Supporting Data: The Salary Gap and Career Value
Despite the positive trends, a significant hurdle remains: the lingering pay gap between accountants and their peers in high-finance. According to data from the U.S. Bureau of Labor Statistics (BLS), the mean annual wage for accountants and auditors currently sits at approximately $94,750. In comparison, financial and investment analysts command an average of $116,800.
This $22,000 delta is a point of contention for many students. Proponents of the accounting profession argue, however, that this gap is misleading. The accounting career trajectory offers a level of job security and a variety of exit opportunities that are often absent in the more volatile investment banking sector. Furthermore, as the demand for sophisticated tax and audit advisory grows—driven by AI-driven compliance needs and global regulatory complexity—the value of a seasoned accountant is rising.
Industry leaders are now pivoting their marketing to emphasize "career stability" and "counselor roles" rather than just "number crunching." They are framing the accountant of the future as a strategic business partner, a shift that resonates with a generation of students who value purpose-driven work alongside financial security.
Official Responses and Strategic Shifts
The AICPA’s recent outreach reflects a shift in tone. Rather than focusing on the austerity of the profession, the focus has moved to "modernity." By highlighting the new, streamlined CPA Exam—which incorporates more data analytics and technological proficiency—the industry is signaling that it is evolving.

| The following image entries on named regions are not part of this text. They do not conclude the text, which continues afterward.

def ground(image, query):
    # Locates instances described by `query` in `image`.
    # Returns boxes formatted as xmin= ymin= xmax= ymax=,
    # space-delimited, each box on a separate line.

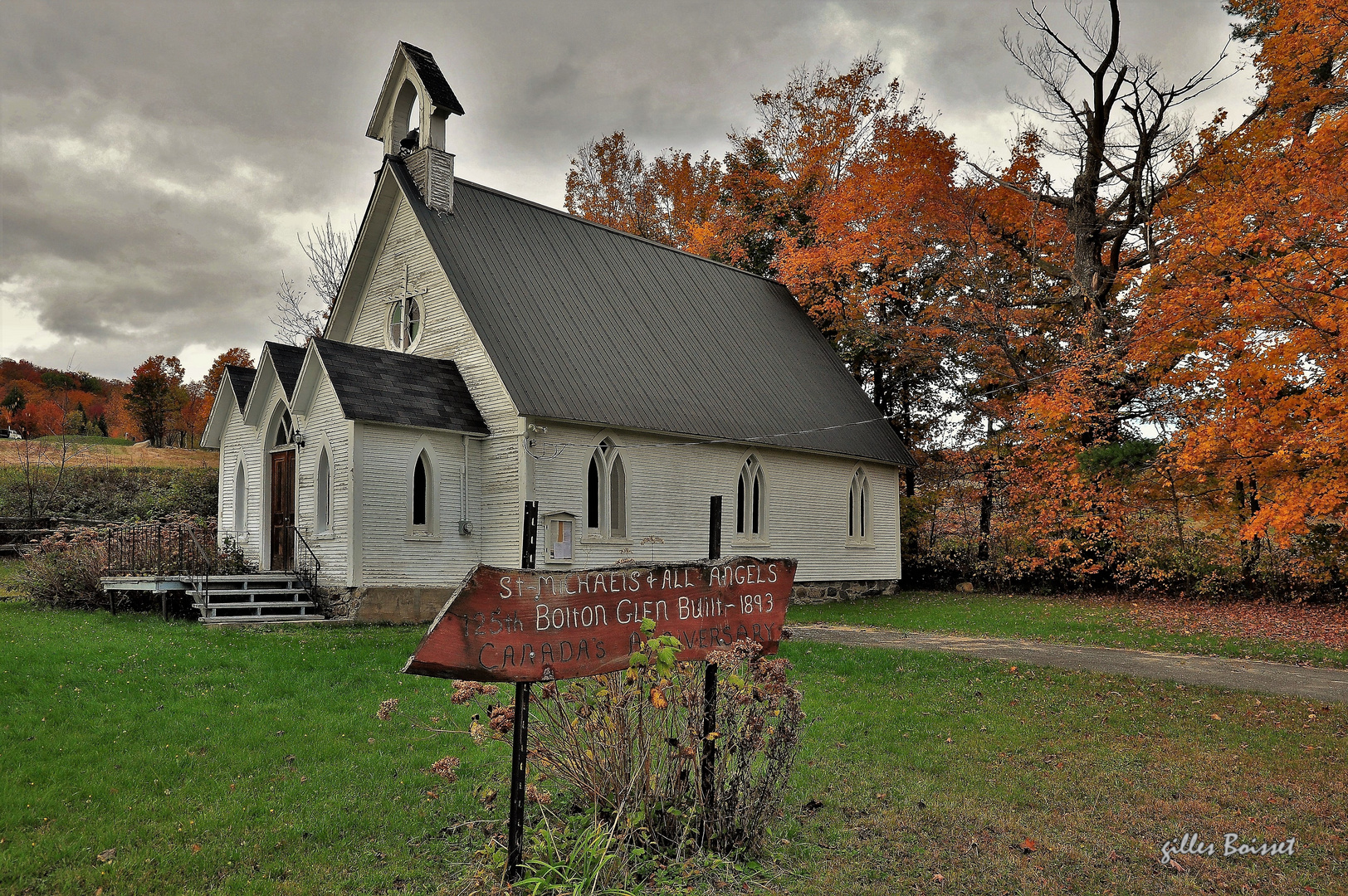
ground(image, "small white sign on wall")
xmin=543 ymin=514 xmax=575 ymax=563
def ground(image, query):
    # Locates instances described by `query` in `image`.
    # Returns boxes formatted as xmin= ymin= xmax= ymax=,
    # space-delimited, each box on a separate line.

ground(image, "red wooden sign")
xmin=403 ymin=557 xmax=795 ymax=682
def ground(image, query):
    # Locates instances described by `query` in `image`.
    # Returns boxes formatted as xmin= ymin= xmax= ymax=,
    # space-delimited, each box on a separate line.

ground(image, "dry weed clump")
xmin=378 ymin=621 xmax=805 ymax=892
xmin=530 ymin=626 xmax=805 ymax=859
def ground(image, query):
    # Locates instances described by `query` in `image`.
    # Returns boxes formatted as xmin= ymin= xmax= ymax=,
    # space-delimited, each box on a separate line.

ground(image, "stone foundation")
xmin=346 ymin=587 xmax=456 ymax=622
xmin=791 ymin=578 xmax=899 ymax=604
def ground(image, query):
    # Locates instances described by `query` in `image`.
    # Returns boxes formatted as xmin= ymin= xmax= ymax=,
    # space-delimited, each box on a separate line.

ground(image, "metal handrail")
xmin=104 ymin=523 xmax=212 ymax=575
xmin=290 ymin=525 xmax=324 ymax=596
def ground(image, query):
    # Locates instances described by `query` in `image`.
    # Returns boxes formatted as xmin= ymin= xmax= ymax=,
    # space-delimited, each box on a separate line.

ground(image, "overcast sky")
xmin=0 ymin=0 xmax=1253 ymax=378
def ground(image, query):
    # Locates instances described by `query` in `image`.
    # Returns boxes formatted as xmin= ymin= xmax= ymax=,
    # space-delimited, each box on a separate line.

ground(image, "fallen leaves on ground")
xmin=1128 ymin=598 xmax=1348 ymax=650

"The word is getting out," says Coffey. "Students are starting to see that accounting is a gateway to the C-suite."

This sentiment is echoed by campus recruiters who note that accounting firms are increasingly present at career fairs, not just for audit and tax roles, but for positions in ESG (Environmental, Social, and Governance) reporting and cybersecurity auditing. By expanding the definition of what an "accountant" does, firms are capturing students who might have otherwise pursued Computer Science or Environmental Studies.
Implications: The Long-Term Outlook
What does this enrollment growth mean for the future of the American economy?

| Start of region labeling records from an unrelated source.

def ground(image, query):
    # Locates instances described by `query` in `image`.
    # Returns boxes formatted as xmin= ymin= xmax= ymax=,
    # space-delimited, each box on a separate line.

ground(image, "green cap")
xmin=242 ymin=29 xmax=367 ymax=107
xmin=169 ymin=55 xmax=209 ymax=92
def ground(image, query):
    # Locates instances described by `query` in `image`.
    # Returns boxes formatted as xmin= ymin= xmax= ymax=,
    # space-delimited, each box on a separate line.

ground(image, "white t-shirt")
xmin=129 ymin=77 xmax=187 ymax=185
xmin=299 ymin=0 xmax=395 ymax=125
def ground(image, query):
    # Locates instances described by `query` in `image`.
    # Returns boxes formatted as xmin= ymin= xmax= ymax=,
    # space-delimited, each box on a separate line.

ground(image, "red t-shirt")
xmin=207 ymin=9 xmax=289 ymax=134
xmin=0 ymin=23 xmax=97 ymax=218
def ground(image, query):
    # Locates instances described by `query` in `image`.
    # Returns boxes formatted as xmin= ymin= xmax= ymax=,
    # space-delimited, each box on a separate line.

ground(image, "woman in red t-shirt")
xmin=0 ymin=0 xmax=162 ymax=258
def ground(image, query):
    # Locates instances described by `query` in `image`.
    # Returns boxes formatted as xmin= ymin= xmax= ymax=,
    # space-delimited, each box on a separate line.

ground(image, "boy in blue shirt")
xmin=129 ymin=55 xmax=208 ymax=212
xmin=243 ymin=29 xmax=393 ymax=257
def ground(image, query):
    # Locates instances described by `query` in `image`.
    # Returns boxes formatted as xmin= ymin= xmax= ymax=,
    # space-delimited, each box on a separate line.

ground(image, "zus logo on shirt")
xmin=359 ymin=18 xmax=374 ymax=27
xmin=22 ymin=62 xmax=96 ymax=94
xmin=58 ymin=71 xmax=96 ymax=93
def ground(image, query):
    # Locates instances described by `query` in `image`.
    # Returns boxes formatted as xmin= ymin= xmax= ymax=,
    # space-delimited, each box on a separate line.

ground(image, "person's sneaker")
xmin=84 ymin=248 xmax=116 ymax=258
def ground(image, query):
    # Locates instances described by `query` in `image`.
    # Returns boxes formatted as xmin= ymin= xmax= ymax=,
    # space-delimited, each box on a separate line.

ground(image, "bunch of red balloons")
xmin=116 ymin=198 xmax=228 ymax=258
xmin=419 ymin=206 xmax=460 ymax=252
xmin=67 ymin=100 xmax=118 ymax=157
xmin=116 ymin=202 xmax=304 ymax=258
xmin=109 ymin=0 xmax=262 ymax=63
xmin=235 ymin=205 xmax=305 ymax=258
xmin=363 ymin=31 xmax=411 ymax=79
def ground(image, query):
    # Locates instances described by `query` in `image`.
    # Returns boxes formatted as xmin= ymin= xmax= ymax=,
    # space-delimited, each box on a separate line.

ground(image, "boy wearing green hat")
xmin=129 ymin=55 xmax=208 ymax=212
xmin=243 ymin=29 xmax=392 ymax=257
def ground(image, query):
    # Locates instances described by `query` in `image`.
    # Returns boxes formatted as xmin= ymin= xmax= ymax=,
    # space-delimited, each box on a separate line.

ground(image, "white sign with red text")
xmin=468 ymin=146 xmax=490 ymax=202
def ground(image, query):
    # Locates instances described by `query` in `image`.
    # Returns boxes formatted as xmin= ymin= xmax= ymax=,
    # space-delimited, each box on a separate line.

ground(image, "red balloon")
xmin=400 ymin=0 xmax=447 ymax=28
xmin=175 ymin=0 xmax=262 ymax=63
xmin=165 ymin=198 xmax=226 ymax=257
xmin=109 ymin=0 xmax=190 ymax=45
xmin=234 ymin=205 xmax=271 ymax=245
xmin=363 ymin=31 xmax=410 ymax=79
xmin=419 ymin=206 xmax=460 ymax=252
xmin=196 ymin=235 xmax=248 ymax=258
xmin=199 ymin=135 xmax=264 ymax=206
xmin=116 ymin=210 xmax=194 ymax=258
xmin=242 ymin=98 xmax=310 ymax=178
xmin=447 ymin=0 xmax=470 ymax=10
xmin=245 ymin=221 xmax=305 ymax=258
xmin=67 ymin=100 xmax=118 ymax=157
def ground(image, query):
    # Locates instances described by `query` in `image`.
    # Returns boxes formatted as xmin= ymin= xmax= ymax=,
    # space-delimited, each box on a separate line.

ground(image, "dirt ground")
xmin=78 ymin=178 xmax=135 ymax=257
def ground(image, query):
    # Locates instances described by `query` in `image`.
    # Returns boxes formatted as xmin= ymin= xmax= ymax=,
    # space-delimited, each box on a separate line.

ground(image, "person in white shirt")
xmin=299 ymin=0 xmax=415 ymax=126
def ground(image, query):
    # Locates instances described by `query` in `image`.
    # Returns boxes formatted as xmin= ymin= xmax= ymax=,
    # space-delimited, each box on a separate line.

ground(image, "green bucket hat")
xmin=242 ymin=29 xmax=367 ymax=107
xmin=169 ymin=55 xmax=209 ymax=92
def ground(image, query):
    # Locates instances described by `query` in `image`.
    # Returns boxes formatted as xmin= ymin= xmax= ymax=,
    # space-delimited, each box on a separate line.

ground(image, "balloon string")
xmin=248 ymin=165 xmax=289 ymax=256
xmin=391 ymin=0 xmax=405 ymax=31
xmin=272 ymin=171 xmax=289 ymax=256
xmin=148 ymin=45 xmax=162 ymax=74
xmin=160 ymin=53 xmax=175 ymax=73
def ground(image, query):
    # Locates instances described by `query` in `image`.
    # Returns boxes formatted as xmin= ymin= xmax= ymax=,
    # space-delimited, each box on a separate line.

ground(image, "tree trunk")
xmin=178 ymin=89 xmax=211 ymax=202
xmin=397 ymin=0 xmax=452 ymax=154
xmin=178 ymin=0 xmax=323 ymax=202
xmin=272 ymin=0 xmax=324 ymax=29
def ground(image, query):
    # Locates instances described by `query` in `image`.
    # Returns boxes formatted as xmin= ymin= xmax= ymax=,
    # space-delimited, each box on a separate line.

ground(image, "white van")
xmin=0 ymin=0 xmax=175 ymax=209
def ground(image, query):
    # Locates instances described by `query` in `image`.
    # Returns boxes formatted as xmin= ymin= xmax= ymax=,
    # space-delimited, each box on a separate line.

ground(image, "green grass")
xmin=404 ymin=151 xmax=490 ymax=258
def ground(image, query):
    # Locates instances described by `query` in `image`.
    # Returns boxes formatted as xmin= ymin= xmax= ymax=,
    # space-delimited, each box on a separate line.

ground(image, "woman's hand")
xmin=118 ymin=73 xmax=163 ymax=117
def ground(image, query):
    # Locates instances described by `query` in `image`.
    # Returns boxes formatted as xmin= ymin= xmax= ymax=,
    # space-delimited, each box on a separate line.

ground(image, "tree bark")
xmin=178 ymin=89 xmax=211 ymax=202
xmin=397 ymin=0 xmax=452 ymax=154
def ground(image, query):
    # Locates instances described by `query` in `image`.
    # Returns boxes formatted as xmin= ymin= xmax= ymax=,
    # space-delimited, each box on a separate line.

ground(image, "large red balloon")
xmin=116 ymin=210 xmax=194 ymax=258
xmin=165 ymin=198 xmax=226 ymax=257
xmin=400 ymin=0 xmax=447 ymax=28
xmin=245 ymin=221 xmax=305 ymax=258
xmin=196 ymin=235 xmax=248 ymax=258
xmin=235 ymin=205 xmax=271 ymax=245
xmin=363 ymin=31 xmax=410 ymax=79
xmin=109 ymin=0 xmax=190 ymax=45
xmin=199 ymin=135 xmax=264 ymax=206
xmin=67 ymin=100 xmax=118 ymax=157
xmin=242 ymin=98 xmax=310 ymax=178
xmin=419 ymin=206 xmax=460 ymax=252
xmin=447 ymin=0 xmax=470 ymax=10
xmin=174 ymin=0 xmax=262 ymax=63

- Closing the Audit Gap: If the current enrollment trends continue, the immediate threat of an audit quality crisis may be averted. A steady stream of new talent ensures that firms can continue to provide the verification services necessary for public trust in financial markets.
- Legislative Harmonization: The fact that over 40 states have changed their licensing laws creates a ripple effect. It forces remaining states to reconsider their own requirements to remain competitive, potentially leading to a more unified national standard for the profession.
- The AI Paradox: As artificial intelligence takes over routine data entry and basic reconciliation, the need for human accountants has not vanished—it has changed. The influx of new students is arriving at a time when firms need professionals who can interpret AI outputs, advise on complex tax structures, and provide the human oversight necessary for ethical financial reporting.
- Economic Resilience: A strong pipeline of accounting talent is essential for corporate compliance. As regulatory burdens increase globally, having a surplus of qualified professionals helps firms navigate complexity, thereby reducing the risk of financial scandal or systemic failure.
Conclusion: A New Foundation
The narrative of the "dying accounting profession" has been decisively challenged by the data of 2026. While the salary gap remains a factor that firms must continue to address, the combination of lower barriers to entry, higher certification bonuses, and a clearer articulation of the profession’s strategic importance is working.
For the 1.6 million business undergraduates navigating their career choices this spring, accounting is no longer the "safe, boring" backup plan. It is being repositioned as a high-tech, high-impact career that offers the bedrock of stability in an increasingly unpredictable global economy. As these students transition from the classroom to the boardroom, the profession stands ready to absorb them, armed with a new strategy and a renewed sense of purpose. The pipeline, once thought to be broken, is flowing again.